I love Simon from Stuck in a Book‘s biannual (I think?) reading weeks, where he chooses a year and rounds up a whole host of posts on titles published that year. It’s a great way to find out about more books and blogs to read. This time around it’s 1968, which The Guardian suggests, in its gallery of key events, was a year that changed history. I’ve been keeping up with the new posts on Simon’s #1968Club home page and authors featured so far include Elizabeth Bowen, Quentin Bell, John Le Carre and Jean Rhys.
I thought I’d go for a slightly different angle.
The reason being that my daughter turned 2 last week and each birthday I track down a few classic children’s books that she needs in her library. Abebooks came up trumps as usual and I’d placed my order. Then I started hunting around for the right book for 1968 week and realised, to my surprise, just how many classic children’s books popped up that year. Including a couple that we already have, one on the wishlist and one I’d just ordered.
There’s no such thing as coincidences, right? So here I present – five classic children’s books published in 1968.
P D Eastman, The Best Nest – Mr and Mrs Bird go searching for a better nest, with unexpected consequences.
The ‘grass is always greener’ trope recurs a lot in children’s books: I spotted it most recently in Fran Preston Gannon’s Dave’s Cave, which is great. The Best Nest is a book I had as a child and hadn’t revisited in years.
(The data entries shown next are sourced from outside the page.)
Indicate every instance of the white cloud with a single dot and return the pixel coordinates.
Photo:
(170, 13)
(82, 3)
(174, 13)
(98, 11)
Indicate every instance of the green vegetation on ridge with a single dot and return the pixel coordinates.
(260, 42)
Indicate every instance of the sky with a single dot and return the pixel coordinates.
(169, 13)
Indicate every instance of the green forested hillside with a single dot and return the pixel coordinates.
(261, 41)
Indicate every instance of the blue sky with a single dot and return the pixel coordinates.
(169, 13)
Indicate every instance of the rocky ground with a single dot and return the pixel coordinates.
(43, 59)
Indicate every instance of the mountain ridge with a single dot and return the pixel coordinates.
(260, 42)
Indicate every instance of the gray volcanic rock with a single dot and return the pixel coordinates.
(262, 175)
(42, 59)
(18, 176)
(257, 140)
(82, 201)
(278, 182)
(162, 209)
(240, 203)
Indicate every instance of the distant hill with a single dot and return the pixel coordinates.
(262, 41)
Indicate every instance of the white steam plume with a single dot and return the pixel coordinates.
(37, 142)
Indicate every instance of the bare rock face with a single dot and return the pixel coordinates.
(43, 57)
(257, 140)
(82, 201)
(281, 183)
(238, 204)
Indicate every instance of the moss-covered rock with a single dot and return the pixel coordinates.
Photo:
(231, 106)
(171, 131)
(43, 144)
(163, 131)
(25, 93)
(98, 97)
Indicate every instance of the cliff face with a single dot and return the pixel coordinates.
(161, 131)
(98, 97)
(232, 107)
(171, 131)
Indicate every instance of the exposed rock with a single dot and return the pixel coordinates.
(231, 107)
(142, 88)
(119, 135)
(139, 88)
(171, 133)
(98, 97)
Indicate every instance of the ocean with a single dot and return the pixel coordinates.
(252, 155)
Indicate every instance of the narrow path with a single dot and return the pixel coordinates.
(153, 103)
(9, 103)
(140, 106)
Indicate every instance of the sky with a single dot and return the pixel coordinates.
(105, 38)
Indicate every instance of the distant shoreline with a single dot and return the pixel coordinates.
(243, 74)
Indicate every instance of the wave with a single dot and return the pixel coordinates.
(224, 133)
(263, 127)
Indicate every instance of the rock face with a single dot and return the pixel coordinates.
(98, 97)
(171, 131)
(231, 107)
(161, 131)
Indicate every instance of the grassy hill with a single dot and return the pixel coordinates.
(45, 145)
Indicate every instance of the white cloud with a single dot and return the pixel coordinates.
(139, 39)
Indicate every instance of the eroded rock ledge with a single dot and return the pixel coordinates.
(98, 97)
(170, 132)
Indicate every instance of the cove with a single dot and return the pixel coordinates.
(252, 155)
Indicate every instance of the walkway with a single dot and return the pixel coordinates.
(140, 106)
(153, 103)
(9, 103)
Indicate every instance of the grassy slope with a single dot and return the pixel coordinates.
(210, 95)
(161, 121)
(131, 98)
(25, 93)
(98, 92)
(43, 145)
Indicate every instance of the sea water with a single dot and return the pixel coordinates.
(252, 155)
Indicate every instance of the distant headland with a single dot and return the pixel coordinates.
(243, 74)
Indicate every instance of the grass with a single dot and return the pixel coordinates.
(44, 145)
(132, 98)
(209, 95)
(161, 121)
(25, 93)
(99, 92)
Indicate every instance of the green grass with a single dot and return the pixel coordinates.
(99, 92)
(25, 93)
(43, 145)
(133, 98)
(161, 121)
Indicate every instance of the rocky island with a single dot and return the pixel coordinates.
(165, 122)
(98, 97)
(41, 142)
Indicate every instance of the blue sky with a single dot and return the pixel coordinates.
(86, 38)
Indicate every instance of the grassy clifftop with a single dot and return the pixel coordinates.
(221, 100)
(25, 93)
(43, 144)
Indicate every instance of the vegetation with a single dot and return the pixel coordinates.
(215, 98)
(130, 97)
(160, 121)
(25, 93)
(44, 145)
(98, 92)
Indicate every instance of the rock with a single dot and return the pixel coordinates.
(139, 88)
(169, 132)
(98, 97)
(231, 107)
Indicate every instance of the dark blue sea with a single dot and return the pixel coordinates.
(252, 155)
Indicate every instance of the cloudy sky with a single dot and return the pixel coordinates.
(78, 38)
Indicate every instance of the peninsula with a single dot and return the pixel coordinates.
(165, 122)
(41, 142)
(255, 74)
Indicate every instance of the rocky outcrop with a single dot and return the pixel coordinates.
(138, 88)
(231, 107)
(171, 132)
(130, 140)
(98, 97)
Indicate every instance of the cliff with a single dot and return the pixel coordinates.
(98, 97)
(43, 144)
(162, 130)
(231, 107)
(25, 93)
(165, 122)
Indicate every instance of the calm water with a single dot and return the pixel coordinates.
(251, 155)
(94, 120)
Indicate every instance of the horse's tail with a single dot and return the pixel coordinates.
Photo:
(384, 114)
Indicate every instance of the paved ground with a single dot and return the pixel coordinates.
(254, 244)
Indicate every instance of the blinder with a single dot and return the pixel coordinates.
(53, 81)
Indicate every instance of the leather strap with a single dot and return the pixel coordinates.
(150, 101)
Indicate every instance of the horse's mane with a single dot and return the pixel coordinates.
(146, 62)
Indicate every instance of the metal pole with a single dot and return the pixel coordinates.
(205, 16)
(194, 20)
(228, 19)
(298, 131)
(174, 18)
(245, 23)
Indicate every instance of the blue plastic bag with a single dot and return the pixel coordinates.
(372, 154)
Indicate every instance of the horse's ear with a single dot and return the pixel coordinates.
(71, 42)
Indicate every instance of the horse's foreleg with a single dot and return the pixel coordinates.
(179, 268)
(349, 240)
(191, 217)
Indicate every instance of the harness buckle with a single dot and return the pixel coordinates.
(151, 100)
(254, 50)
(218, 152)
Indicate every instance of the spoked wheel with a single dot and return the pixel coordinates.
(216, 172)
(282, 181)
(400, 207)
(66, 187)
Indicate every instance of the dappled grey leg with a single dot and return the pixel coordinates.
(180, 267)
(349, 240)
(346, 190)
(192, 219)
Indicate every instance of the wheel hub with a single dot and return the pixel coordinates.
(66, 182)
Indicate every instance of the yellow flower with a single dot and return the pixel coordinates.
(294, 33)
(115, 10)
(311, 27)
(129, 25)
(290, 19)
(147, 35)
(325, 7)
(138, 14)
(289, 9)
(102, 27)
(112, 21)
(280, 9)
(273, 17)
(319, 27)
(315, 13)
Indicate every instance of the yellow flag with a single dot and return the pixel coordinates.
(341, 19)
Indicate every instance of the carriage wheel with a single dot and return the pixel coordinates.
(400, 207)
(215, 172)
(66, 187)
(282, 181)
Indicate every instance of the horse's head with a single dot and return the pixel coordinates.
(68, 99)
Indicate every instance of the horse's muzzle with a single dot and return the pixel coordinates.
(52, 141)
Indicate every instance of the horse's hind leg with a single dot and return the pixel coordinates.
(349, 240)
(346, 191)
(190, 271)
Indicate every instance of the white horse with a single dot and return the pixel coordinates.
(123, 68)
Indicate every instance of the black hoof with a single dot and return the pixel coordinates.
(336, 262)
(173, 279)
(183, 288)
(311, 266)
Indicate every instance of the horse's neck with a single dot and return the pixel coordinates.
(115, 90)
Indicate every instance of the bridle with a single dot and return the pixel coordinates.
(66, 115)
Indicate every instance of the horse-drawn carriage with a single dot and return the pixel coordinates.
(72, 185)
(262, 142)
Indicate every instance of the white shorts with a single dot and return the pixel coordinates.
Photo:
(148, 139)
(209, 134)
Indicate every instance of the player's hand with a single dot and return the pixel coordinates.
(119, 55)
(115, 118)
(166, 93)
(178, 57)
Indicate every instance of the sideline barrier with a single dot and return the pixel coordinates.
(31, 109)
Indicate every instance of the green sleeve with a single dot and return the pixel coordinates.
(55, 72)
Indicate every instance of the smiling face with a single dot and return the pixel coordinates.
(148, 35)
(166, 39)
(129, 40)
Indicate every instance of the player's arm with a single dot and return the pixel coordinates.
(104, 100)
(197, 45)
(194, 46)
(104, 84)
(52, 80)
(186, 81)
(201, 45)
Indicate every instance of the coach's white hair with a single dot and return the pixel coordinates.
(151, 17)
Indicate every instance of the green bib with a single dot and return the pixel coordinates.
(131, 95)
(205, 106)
Looking at the pictures of the secondhand copy we tracked down, I had that lovely thrill of recognition you get when you see something familiar from childhood. Also contains the line ‘They got some man hair’ which is just brilliant.
Judith Kerr, The Tiger Who Came to Tea – does this even need a precis? Ok then, Sophie and her mummy have tea with a tiger who has a particularly large appetite.
Such a classic. My daughter loves this one and we’ve had our copy since she was born. Listening to her say ‘…and they had a LOVEly supper…’ just melts me. I particularly love the illustration of a 1960s street scene as they head off to a cafe after the tiger eats them out of house and home. Judith Kerr herself will likely be popping up again in these parts as I’ve just finished reading When Hitler Stole Pink Rabbit.
Jill Tomlinson, The Owl who was Afraid of the Dark – Plop the owl (I know! Squeee…) is afraid of the dark and refuses to go out hunting. But he eventually discovers it’s not as scary out there as he thought.
Some of the best children’s books leave you feeling all warm and fuzzy. The dark is pretty terrifying as a child, particularly if you’re blessed/cursed with an overactive imagination. I love this story about shifting your perspectives and overcoming fears. It’s firmly on the wishlist for an upcoming birthday or Christmas.
Richard Scarry, What Do People Do All Day? – A trip around Busytown to see what people are up to.
There are some angry reviews out there about this one (along the lines of how Scarry is pushing a misogynist agenda to inculcate conservative values in the next generation of children) but I adored this as a child. The detailed illustrations, the insight into a world that I was only just beginning to understand was much bigger than I originally thought. Yes, I’m glad we live in a world where there are a few more female doctors and lumberjacks, but I actually think books like this can be really lovely kicking off points for important conversations about equality. I want my daughter to know she can follow her heart into whatever career most excites her, but I also want her to know that she has freedoms and choices that many women didn’t, and in many cases, still don’t have.
Russell Hoban, A Birthday for Frances – If Gloria, Frances’ little sister, can’t throw, catch or play hide-and-seek, does she deserve her birthday present?
These books about Frances the badger are such a great example of classic children’s storytelling at its best. Warm, funny, witty and a great way to remind yourself what the world looked like through your pre-school eyes. And isn’t this line just the best:
“That is how it is, Alice,” said Frances. “Your birthday is always the one that is not now.”
Oh, the agony of childhood!
Have you read these classics? Did you have them as kids??
By the way, if you wanted a more adult read from 1968, I reviewed Georgette Heyer’s Cousin Kate back in 2014.